We have been fabulously inventive these last two centuries, yet we are now brought to this place of feeling isolated in a nation of 250 million people, wondering why we’re so alone. Isn’t it ironic Oprah is promoting a new law banning phone texting while driving? The number of deaths on the road caused by people desperate for connection would be laughable if it wasn’t so tragic:  its a telltale sign that we have passed the point of no return from having actual deep, meaningful human contact in our daily lives.

In some estimates, the gushing well could be contained by August, if the relief well method works. Others say using conservative estimates given the depth of the drilling, we may not even have it contained by December. We’ve literally hit rock bottom. But this is more than an oil well. We can’t go any further, any deeper, and any more extreme with the resources we have left materially or spiritually. Not without coming to grips with the ramifications of inventing technology, our Superman, without conscience or conscientiousness. Our land is wounded, and the repercussions of that wound will be facing us well into the future. What can we do now that Superman can’t, but that we must, in order to save ourselves from our own feelings of emptiness?

The direction of our goals as individuals must change. The stars we have to seek now need to be found within — and together.

Yours and truly,

Fe Bongolan
San Francisco

9 thoughts on “Superman is Not Coming to Save Us”

  1. Nice piece, Fe.

    I won’t hold my breath for superman. I was thinking more along the lines that we need a superwoman, anyway. And she can be found within.

    :0)
    Patricia MoonRose

  2. Fe, thank you for writing this from the raw place at the edge. I have spent my entire life hoping to find more people who understand the value of going to, being in, and coming from that place. One hope I hold for this so often painful time we are in is exactly that, that the false masks will become so obviously meaningless and useless that we will just forget about them and, you know, like, show up?

    The point of view of knowing, deep in the bone, that we have to grow into being our own heroes, heroines, superheroes, saviors — choose your cultural take — is so hard won and so precious and so very required.

    thank you.

    Kyla

  3. Hi be:

    There’s alot of disaster outrage out there, but the niche on covering root causes is as big as a jet hangar.

    Doing this piece I felt like I needed to wander around the desert abit, just to find myself in the place and not go over old ground.

    Len – I am honored. I have eric to thank also for giving me some stars and points to sharpen the images.

    I feel as though I have been in a state of shock since the incident, coming from a tropical paradise close to the sea to this horrific accident in the Gulf, which will surely despoil others’ countries in its wake.

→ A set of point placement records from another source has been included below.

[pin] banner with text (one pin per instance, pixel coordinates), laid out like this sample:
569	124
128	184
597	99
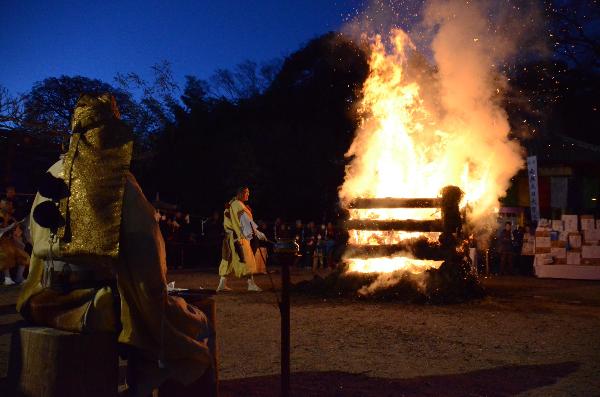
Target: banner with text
534	201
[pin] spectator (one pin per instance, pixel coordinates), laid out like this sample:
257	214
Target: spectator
527	251
518	235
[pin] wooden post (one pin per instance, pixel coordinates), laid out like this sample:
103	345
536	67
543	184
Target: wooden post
57	363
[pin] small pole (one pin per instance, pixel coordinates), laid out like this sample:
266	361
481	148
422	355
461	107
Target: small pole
285	328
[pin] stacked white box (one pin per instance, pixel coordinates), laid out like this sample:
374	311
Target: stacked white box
557	225
570	223
587	222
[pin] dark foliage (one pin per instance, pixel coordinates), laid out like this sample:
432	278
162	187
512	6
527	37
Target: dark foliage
287	143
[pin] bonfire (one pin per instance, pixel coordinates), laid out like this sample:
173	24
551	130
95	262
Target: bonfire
423	175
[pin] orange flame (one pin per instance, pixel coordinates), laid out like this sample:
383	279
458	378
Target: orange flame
405	148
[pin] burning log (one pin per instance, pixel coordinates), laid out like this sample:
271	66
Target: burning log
409	225
390	202
419	249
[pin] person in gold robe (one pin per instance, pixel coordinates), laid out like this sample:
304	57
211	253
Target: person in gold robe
103	269
237	255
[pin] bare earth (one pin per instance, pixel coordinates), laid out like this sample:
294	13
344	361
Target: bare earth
529	337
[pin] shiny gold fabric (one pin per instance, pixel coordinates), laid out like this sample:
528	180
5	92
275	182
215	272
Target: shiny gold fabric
11	254
230	260
110	223
94	170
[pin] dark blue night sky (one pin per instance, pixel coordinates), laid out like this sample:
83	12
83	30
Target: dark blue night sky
97	39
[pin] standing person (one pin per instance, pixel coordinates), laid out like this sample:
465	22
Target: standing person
102	269
506	250
518	235
527	251
237	254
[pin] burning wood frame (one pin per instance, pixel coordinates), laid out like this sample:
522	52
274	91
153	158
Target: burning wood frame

Everything is up for grabs in my world view, and coloring things not just for the moment. It makes writing for Planet Waves all the more challenging and necessary for my own spiritual health.

  4. Ms. Fe,

    Once again, you speak for us and to us. Our eyes read the words and our hearts get the message. Nothing makes the medicine go down easy, but changing our self centered ways could make the pain go away. . eventually, huh? Good to have you back.
    be

  5. Thank you, Fe. From the title to the last two words, a masterpiece. You hit precisely the right note.